# Looking for an rp partner over Discord [FxF, FxM, Plot Based RP]



## PercyD (May 1, 2019)

Might as well update my roleplay search~.

So I'm looking for 1x1 rps over discord as well! NSFW, SFW, but mainly some good story and good characters. 
Genres I'm interested in:

Eldritch horror- 'unspeakable' and science fictiony extreme dark fantasy. It's fun. Think of FranBo, Sally Face, Danny Darko

Occult an Dark Fantasy- Think of Constantine (bad but its my kind of bad, okay?), Darkworld
Post Apocolyptic Dystopias
High Fantasy and Folklore
Science Fiction and [X]Punk-

Historical Fiction combined with any of the items above!

So some rules:

I don't roleplay my sona. Self inserts actually make me a little uncomfortable as I like to focus on the story. If you rp your sona, thats fine- just there is a difference between roleplay and admin interactions.

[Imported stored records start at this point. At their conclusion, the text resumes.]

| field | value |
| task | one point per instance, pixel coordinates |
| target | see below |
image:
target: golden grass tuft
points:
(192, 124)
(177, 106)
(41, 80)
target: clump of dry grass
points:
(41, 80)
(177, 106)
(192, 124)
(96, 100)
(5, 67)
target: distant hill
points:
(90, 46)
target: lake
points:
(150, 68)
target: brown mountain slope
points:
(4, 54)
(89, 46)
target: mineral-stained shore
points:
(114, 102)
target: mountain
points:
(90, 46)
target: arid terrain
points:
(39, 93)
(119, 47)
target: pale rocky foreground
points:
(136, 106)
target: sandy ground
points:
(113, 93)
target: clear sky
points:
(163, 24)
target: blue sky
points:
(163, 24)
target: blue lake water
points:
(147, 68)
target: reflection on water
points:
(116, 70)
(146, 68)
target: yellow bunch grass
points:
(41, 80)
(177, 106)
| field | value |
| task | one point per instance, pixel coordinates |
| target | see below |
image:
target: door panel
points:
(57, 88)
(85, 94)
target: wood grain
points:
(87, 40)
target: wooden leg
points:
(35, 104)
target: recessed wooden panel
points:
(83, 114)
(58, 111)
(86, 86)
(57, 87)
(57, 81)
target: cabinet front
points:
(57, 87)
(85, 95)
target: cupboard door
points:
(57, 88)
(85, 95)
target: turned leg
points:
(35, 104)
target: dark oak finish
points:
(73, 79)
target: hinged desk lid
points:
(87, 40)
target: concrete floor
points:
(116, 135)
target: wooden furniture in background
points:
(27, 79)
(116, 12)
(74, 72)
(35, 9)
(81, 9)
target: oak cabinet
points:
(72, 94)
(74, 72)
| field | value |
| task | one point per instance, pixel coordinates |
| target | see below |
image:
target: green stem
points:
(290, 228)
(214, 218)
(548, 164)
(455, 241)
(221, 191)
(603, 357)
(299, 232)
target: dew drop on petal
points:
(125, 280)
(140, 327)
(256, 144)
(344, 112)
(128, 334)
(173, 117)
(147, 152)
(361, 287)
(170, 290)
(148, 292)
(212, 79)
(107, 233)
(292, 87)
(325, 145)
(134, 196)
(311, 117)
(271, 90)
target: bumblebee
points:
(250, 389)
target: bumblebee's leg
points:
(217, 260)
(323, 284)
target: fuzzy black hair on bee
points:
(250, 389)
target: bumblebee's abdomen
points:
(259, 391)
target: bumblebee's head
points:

In the same vein:* I only roleplay in 3rd person.*
I *only *do paragraph rp. A paragraph is at least 3 sentences. I just find that when people give me a lot of one lines frequently, the story usually dies. Roleplay is a two person effort!
No godmoding. Don't roleplay my character. You have free reign over the setting they are in, however. Keep it interesting.
I do NSFW, but I'm particular. All rules above apply as well, but there are some topics I don't roleplay. Ask me for my f-list-

Once you read this, and if you're interested, you can message me for my discord. c:


----------



## PercyD (Dec 3, 2019)

This is an old thread, buuuut, I'm looking again. c:
The rules, genres and such are the same.


----------



## Battle Foxxo (Dec 4, 2019)

I'm interested! I never did Eldritch horror but I think I can fit in my horror character in it


----------



## PercyD (Dec 4, 2019)

Battle Foxxo said:


> I'm interested! I never did Eldritch horror but I think I can fit in my horror character in it


Ooo, neato. Send me a PM then. c:


----------



## Azrion/Zhalo (Dec 5, 2019)

A question: How thicc does the plot have to be?


----------



## PercyD (Dec 5, 2019)

Azrion/Zhalo said:


> A question: How thicc does the plot have to be?


Meaty, preferably--
Though I don't do indepth plot things. I just start out with a barebones structure  (genre>setting>scenario>characters) and work around that.


----------



## Limedragon27 (Dec 8, 2019)

I don't use my female characters often, in fact not at all, I think it could be fun to do something fxf if you'd like.


----------



## Azrion/Zhalo (Dec 8, 2019)

Hmmmm, I might be interested in the thingy if I had more details (characters and whatnot)


----------



## PercyD (Dec 8, 2019)

Limedragon27 said:


> I don't use my female characters often, in fact not at all, I think it could be fun to do something fxf if you'd like.


Hit me with a DM then!


----------



## PercyD (Dec 8, 2019)

Azrion/Zhalo said:


> Hmmmm, I might be interested in the thingy if I had more details (characters and whatnot)


We can hash out the details in DMs if you like.


----------



## PercyD (Jan 30, 2020)

Dusting this off again~. P much everything is the same though.


----------



## Coltshan000 (Feb 2, 2020)

I'd love to rp with you.


----------



## PercyD (Feb 2, 2020)

Coltshan000 said:


> I'd love to rp with you.


Sure, DM me =u=/


----------